Future threats to Katie John protections
Tanner Amdur-Clark, an attorney for the Kuskokwim River Inter-Tribal Fish Commission, said it appears the Safari Club is trying to find another door to reopen the Katie John debate.
“I think mischief is the right word here,” Amdur-Clark said. “The kind of the underlying strategy that's being put forth in the regulatory petition from the Safari Club is really to reduce the voice of subsistence users in subsistence management decisions.”
While Amdur-Clark calls the Supreme Court’s rejection of the state’s case a historically consequential decision, he says the fight for subsistence rights is likely far from over.
He hopes the current political climate won’t undo what the partnership between the Inter-Tribal Fish Commission and the U.S. Fish and Wildlife Service accomplished over the last decade.
“There has been a really good cooperation between the tribes and with the federal government,” Amdur-Clark said, “and to a large extent the Alaska Department of Fish and Game as well.”
“The experience I’ve seen, essentially, is the people along the whole length of the river kind of pulling together, to rebuild the stock, while also being able to practice the ways of life that are so important to them,” Amdur-Clark said.
For the tribal fish commission and other Native organizations, attention now shifts to other arenas to protect subsistence.
Lessons from Katie John
Michelle Anderson, president of the regional Native corporation, Ahtna Inc., said she’s grateful the Supreme Court chose not to reopen Alaska’s subsistence debate. Still, she worries about the future.
“I don't think anyone is jubilant and celebrating and thinking this is it. We're just waiting for the next time,” Anderson said. “You can't sit back and rest on your laurels. You must always be vigilant and looking out for what's coming next.”
Anderson has followed the Katie John litigation since she was a teenager and says she’s learned from experience that the fight to protect subsistence is never over.
“I knew her as a child and younger person,” said Anderson, who watched John “feeding her family, taking care of her people, making sure they had food.”
Anderson said John understood that this was a basic right.
“She just said, ‘No. If I have to go through this court, then I’m going to go through this court. But I’m going to keep doing what I’ve always done. I’m going to feed my family.’”
Anderson says John’s determination still inspires her, as does the efforts of two other elders who fought alongside her, Doris Charles and Gene B. Henry. But Anderson says their work must go on.

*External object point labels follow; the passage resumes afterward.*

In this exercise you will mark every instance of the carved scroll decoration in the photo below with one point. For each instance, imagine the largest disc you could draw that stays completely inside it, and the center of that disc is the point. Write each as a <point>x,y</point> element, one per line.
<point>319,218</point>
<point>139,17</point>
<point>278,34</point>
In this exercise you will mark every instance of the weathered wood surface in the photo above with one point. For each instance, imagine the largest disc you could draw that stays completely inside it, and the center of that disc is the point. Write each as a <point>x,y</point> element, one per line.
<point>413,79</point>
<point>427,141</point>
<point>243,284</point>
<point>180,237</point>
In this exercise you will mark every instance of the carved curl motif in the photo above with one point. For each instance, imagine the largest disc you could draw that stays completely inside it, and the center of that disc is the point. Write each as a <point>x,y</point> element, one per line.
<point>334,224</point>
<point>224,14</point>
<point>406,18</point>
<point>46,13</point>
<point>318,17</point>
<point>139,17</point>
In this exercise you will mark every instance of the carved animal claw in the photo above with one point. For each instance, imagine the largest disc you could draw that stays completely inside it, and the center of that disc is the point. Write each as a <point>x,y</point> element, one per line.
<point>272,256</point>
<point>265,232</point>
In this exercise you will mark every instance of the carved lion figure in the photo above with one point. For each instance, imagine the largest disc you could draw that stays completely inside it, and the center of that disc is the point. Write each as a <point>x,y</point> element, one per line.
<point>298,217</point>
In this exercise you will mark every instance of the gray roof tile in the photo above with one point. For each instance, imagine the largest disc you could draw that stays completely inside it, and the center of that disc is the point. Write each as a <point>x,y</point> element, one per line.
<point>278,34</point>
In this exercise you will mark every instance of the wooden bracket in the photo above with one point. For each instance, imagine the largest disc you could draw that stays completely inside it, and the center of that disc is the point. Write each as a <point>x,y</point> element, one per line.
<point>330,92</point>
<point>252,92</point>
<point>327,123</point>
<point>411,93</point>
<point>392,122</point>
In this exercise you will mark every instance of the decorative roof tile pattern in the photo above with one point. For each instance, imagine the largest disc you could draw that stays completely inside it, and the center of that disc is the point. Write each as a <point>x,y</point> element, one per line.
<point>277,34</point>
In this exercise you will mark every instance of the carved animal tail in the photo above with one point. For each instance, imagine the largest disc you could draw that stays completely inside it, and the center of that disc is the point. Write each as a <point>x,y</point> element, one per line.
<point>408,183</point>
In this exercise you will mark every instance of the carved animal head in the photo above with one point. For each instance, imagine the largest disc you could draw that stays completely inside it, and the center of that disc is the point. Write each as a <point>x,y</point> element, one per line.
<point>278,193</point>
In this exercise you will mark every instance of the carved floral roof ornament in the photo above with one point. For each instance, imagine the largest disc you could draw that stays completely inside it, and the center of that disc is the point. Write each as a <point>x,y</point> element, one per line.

And there’s the perennial question about whether there should be another push for a state constitutional amendment to resolve the conflicts over ANILCA. The state legislature has held numerous special sessions over the years but has failed to pass a measure that would put a constitutional amendment on the ballot.
Anderson believes Alaskans could be convinced to vote for a rural subsistence priority, but it’ll take a lot of work to get to that point.
“I think the more people that become educated on the issue and understand what’s going on, the easier it’s going to be to come to a solution,” she said. “My goal is to have wildlife management on our lands – that we sit at the table with state and with federal agencies and we manage them together. It’s not just two of them, but all of us.”